Reyes E, Ott S
Department of Pharmacology, University of New Mexico, School of Medicine, Albuquerque 87131-5316, USA.
Alcohol Clin Exp Res. 1996 Oct;20(7):1243-51. doi: 10.1111/j.1530-0277.1996.tb01119.x.
The adverse effects of the maternal consumption of alcohol on the fetus have been recognized for centuries. Fetal alcohol syndrome is characterized by pre- and postnatal growth retardation, mental retardation, behavioral deficits, and facial deformities. Despite numerous animal studies, the biochemical mechanism(s) by which alcohol produces teratogenic effects on the developing fetus are not well understood. Several studies have shown that administration of alcohol to adult rats produces a decrease in hepatic levels of glutathione (GSH). In utero administration of alcohol has also been shown to produce a decrease in GSH levels, as well as prenatal growth retardation and intrauterine death. In an effort to determine if GSH may have a vital role in protecting the fetus against the teratogenic effects of alcohol, buthionine (SR)-sulfoximine (BSO) was used to deplete GSH levels in the mother and fetus. Timed pregnant Sprague-Dawley rats were placed on a liquid BioServ diet containing either 0%, 11%, 23%, 29%, 31%, 33%, or 35% ethanol-derived calories, with or without BSO (888 mg/kg/24 hr), starting on day 1 of pregnancy. Another set of mothers were fed lab chow and water as a control group for the liquid diet. The mothers were maintained on the diet until gestation day 21 when they were anesthetized with sodium pentobarbital and the pups delivered by cesarean section. The offspring were counted, weighed, killed, and the brain and liver weighed. The effects of BSO on the alcohol dose-response curves (body weights, brain weights, and litter number) were then determined to ascertain if a depletion in GSH potentiated the effects of alcohol. In utero administration of BSO, aside from the depletion of GSH in the liver and brain in the developing fetus, produced a shift to the left in the alcohol dose-response curve.

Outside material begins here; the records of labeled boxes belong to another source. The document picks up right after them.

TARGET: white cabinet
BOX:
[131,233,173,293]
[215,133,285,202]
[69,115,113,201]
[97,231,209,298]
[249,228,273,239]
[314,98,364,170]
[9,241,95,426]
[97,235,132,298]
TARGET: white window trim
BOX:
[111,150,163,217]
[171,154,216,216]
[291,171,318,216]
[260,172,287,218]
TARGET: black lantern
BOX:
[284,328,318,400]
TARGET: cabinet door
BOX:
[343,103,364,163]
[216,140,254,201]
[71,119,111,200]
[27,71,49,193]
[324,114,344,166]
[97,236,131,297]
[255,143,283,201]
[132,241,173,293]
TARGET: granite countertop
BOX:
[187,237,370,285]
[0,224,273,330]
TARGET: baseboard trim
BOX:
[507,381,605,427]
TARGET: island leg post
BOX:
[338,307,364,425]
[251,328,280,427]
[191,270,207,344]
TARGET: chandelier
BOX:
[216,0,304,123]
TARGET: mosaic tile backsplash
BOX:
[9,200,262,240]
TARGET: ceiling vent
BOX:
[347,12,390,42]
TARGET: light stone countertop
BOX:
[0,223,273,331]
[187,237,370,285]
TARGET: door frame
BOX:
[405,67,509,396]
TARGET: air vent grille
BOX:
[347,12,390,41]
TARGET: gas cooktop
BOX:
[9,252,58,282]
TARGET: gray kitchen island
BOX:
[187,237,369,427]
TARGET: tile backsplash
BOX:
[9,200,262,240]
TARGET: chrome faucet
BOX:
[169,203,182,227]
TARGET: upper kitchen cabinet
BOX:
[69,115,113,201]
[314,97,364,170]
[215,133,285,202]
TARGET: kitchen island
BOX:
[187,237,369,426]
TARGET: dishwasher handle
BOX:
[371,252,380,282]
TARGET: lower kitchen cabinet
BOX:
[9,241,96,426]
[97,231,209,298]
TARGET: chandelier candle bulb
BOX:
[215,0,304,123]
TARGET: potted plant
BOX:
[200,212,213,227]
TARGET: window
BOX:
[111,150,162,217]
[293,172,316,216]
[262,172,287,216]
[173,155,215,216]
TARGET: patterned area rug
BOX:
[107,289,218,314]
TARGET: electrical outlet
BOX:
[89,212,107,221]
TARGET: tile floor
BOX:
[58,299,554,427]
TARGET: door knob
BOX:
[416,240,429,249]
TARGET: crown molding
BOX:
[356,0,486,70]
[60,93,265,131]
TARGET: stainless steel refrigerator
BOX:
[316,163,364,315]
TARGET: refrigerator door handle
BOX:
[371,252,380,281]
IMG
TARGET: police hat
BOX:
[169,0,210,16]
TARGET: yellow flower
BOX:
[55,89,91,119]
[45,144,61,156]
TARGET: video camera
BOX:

母亲饮酒对胎儿的不良影响已被认识了几个世纪。胎儿酒精综合征的特征是产前和产后生长发育迟缓、智力迟钝、行为缺陷和面部畸形。尽管有大量的动物研究,但酒精对发育中的胎儿产生致畸作用的生化机制仍未完全了解。几项研究表明,给成年大鼠喂食酒精会导致肝脏中谷胱甘肽(GSH)水平降低。子宫内给予酒精也已被证明会导致GSH水平降低,以及产前生长发育迟缓和平产死亡。为了确定GSH是否在保护胎儿免受酒精致畸作用方面发挥重要作用,使用丁硫氨酸(SR)-亚砜亚胺(BSO)来耗尽母体和胎儿中的GSH水平。从怀孕第1天开始,将定时怀孕的斯普拉格-道利大鼠置于含有0%、11%、23%、29%、31%、33%或35%乙醇热量的BioServ液体饮食中,添加或不添加BSO(888毫克/千克/24小时)。另一组母亲喂食实验室饲料和水作为液体饮食的对照组。母亲们一直维持这种饮食直到妊娠第21天,此时用戊巴比妥钠麻醉,通过剖宫产分娩幼崽。对幼崽进行计数、称重、处死,然后称量大脑和肝脏的重量。然后确定BSO对酒精剂量反应曲线(体重、脑重和窝仔数)的影响,以确定GSH的耗竭是否会增强酒精的作用。子宫内给予BSO,除了导致发育中胎儿肝脏和大脑中的GSH耗竭外,还使酒精剂量反应曲线向左移动。